NC STATE UNIVERSITY
College of Agriculture and Life Sciences
Department of Plant Pathology
People

Arthur Kelman

Arthur KelmanUniversity Distinguished Scholar

Kelman Scholars Program

 

Arthur Kelman is a native of Rhode Island and received his undergraduate degree in Biology and Chemistry from the University of Rhode Island. He received both his M.S. and Ph. D. degrees from North Carolina State University following military service in World War II. He then joined the faculty of Plant Pathology at NCSU where he had a distinguished career as an internationally renowned teacher, researcher and scholar. In mid-career he was recruited to lead the Department of Plant Pathology at the University of Wisconsin. While there he continued his scholarly activities and was recognized for his research, teaching and service to his discipline. Following retirement he returned to Raleigh and remained actively affiliated with NCSU and the profession of Plant Pathology.
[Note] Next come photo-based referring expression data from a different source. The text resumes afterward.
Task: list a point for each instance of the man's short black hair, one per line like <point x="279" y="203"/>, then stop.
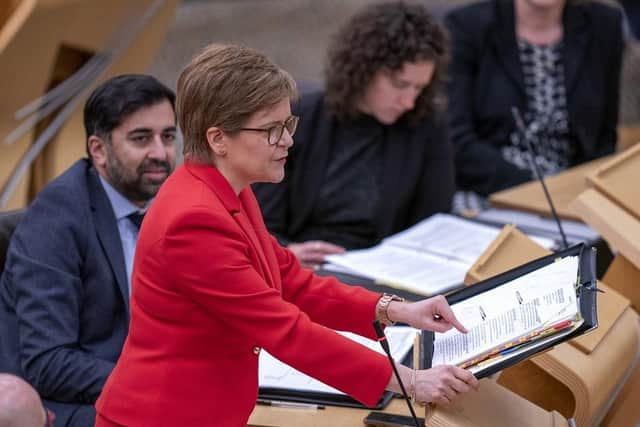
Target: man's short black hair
<point x="119" y="97"/>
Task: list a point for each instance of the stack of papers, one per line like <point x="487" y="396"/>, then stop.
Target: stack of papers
<point x="275" y="374"/>
<point x="429" y="258"/>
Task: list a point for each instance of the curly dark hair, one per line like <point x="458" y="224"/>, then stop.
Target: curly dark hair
<point x="385" y="36"/>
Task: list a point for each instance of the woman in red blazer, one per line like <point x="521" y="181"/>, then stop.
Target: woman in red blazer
<point x="211" y="287"/>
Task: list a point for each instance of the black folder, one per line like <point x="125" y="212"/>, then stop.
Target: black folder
<point x="586" y="293"/>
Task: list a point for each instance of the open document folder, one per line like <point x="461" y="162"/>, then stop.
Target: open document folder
<point x="279" y="381"/>
<point x="429" y="258"/>
<point x="519" y="313"/>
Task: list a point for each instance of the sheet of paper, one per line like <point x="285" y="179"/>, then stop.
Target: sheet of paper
<point x="420" y="273"/>
<point x="276" y="374"/>
<point x="447" y="235"/>
<point x="529" y="303"/>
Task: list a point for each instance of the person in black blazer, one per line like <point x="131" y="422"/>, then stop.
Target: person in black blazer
<point x="371" y="155"/>
<point x="64" y="293"/>
<point x="569" y="103"/>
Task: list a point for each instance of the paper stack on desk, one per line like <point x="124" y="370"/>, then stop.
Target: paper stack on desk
<point x="429" y="258"/>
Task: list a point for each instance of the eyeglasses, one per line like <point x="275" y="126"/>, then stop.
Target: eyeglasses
<point x="275" y="132"/>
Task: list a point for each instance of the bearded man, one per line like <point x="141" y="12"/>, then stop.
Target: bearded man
<point x="64" y="293"/>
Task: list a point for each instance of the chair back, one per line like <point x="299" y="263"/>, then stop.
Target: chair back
<point x="9" y="220"/>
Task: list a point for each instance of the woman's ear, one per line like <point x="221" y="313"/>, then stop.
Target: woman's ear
<point x="216" y="138"/>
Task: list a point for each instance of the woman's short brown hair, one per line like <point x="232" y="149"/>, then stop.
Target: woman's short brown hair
<point x="379" y="37"/>
<point x="223" y="86"/>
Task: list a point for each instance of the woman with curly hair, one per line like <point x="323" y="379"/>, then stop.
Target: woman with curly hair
<point x="371" y="155"/>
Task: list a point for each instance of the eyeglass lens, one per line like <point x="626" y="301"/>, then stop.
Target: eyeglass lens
<point x="275" y="133"/>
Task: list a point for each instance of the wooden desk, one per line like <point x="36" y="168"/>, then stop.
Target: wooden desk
<point x="332" y="416"/>
<point x="563" y="188"/>
<point x="491" y="406"/>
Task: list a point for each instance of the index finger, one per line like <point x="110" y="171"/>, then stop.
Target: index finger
<point x="447" y="314"/>
<point x="326" y="247"/>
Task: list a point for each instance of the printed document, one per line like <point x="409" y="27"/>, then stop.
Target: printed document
<point x="511" y="314"/>
<point x="429" y="258"/>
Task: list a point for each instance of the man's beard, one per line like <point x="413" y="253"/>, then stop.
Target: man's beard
<point x="132" y="184"/>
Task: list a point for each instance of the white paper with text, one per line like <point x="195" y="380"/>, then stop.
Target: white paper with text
<point x="526" y="304"/>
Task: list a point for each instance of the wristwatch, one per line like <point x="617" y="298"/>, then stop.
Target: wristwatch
<point x="382" y="308"/>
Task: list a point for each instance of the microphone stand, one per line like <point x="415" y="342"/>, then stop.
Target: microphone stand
<point x="382" y="339"/>
<point x="517" y="117"/>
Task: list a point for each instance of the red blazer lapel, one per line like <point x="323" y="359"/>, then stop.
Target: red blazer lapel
<point x="243" y="210"/>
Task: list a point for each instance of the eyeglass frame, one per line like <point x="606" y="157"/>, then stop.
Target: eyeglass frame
<point x="282" y="125"/>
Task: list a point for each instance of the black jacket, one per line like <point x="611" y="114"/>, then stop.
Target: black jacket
<point x="486" y="81"/>
<point x="418" y="173"/>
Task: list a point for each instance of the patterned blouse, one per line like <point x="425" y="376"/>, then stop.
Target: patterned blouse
<point x="546" y="116"/>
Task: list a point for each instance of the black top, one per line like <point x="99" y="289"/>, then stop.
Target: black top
<point x="487" y="80"/>
<point x="546" y="117"/>
<point x="335" y="171"/>
<point x="349" y="196"/>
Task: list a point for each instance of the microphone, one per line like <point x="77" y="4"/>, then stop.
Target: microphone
<point x="517" y="117"/>
<point x="382" y="339"/>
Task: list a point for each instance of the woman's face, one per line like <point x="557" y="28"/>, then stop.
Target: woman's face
<point x="390" y="94"/>
<point x="248" y="156"/>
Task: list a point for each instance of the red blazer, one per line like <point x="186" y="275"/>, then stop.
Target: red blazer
<point x="211" y="288"/>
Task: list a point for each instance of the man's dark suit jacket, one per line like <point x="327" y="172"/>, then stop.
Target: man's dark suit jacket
<point x="64" y="311"/>
<point x="486" y="81"/>
<point x="418" y="175"/>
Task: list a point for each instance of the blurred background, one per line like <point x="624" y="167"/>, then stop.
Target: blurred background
<point x="44" y="43"/>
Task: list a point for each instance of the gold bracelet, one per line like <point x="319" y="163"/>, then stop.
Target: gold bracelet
<point x="382" y="308"/>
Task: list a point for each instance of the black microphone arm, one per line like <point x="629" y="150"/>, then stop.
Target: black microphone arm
<point x="517" y="117"/>
<point x="382" y="339"/>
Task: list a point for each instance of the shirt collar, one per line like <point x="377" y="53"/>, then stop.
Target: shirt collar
<point x="120" y="204"/>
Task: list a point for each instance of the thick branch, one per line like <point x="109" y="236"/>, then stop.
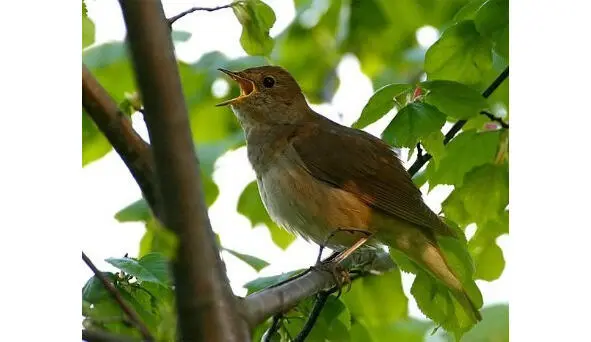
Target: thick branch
<point x="129" y="311"/>
<point x="278" y="299"/>
<point x="420" y="162"/>
<point x="207" y="309"/>
<point x="117" y="128"/>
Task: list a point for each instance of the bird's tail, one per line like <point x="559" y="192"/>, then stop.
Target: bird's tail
<point x="426" y="253"/>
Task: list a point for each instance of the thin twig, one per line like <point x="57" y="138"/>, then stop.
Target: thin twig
<point x="419" y="163"/>
<point x="133" y="316"/>
<point x="494" y="118"/>
<point x="321" y="299"/>
<point x="171" y="20"/>
<point x="207" y="308"/>
<point x="273" y="329"/>
<point x="104" y="336"/>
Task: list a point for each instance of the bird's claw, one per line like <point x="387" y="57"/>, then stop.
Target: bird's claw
<point x="338" y="272"/>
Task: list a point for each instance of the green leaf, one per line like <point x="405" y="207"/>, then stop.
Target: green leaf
<point x="380" y="103"/>
<point x="94" y="291"/>
<point x="493" y="327"/>
<point x="87" y="28"/>
<point x="454" y="99"/>
<point x="407" y="330"/>
<point x="433" y="143"/>
<point x="152" y="267"/>
<point x="492" y="21"/>
<point x="264" y="282"/>
<point x="94" y="143"/>
<point x="436" y="302"/>
<point x="158" y="239"/>
<point x="461" y="54"/>
<point x="136" y="211"/>
<point x="256" y="18"/>
<point x="463" y="153"/>
<point x="485" y="192"/>
<point x="489" y="261"/>
<point x="251" y="206"/>
<point x="252" y="261"/>
<point x="412" y="123"/>
<point x="376" y="300"/>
Early in his career at N. C. State, Dr. Kelman pioneered their efforts in disciplinary research. He championed the importance of increasing our level of understanding of complex biological problems in order to improve our practical contributions. Many significant contributions to the understanding and control of Granville Wilt of flue-cured tobacco including the development of resistant cultivars are attributed to his efforts. Dr. Kelman is also credited with initiation of the Forest Pathology Program at NCSU. He was commended for his many contributions at N. C. State by being appointed to a William Neal Reynolds Professorship. He continued his research at the University of Wisconsin on bacterial plant pathogens and the diseases they cause and is noted for his contributions on pathogens of potatoes and other vegetables. He made numerous fundamental and practical contributions to the mechanisms of virulence and pathogenesis and the ecology and control of phytobacteria. Those achievements are still accepted today as both innovative and of practical value. While at the University of Wisconsin he was the L. R. Jones Distinguished Professor of Plant Pathology and a Wisconsin Alumni Research Alumni Fellow. Dr. Kelman was elected to the National Academy of Sciences for his pioneering contributions to the study of phytobacteriology. It is noteworthy that during his tenure as a distinguished fundamental scientist he was also recognized by numerous commodity groups for the impact he had in controlling bacterial diseases of those crops.

Not surprisingly, Dr. Kelman was as committed to teaching and mentoring as he was to his research. He had tremendous impact on undergraduate and graduate students alike. He was the master at teaching the introductory, undergraduate courses in Plant Pathology at both institutions and for his efforts was the recipient of outstanding teaching awards at the college and university level at both N. C. State and the University of Wisconsin. His courses, while respected for their rigor, were popular among students and many of his former students have gone on to be leaders in the discipline. He was a highly respected mentor of graduate students and those relationships often resulted in career long associations. His skill as a mentor is legendary and extends well beyond students to include many young faculty members and administrators.

In addition to his efforts as a scientist and teacher, he exerted considerable leadership in the institutions he served and his professional societies. He was active in faculty governance and was Chair of the University Committee at Wisconsin. He was elected Fellow of the American Phytopathological Society (APS), AAAS, and the American Academy of Microbiology and served as president of both APS and the International Society of Plant Pathology. Following retirement from the University of Wisconsin, he returned to Raleigh and was appointed Distinguished University Scholar at NCSU and served one term as the Chief Scientist for the USDA-NRI grants program. Dr. Kelman's exceptional career as a scientist, mentor, and leader provide an enviable legacy in plant pathology and agricultural research for generations to come.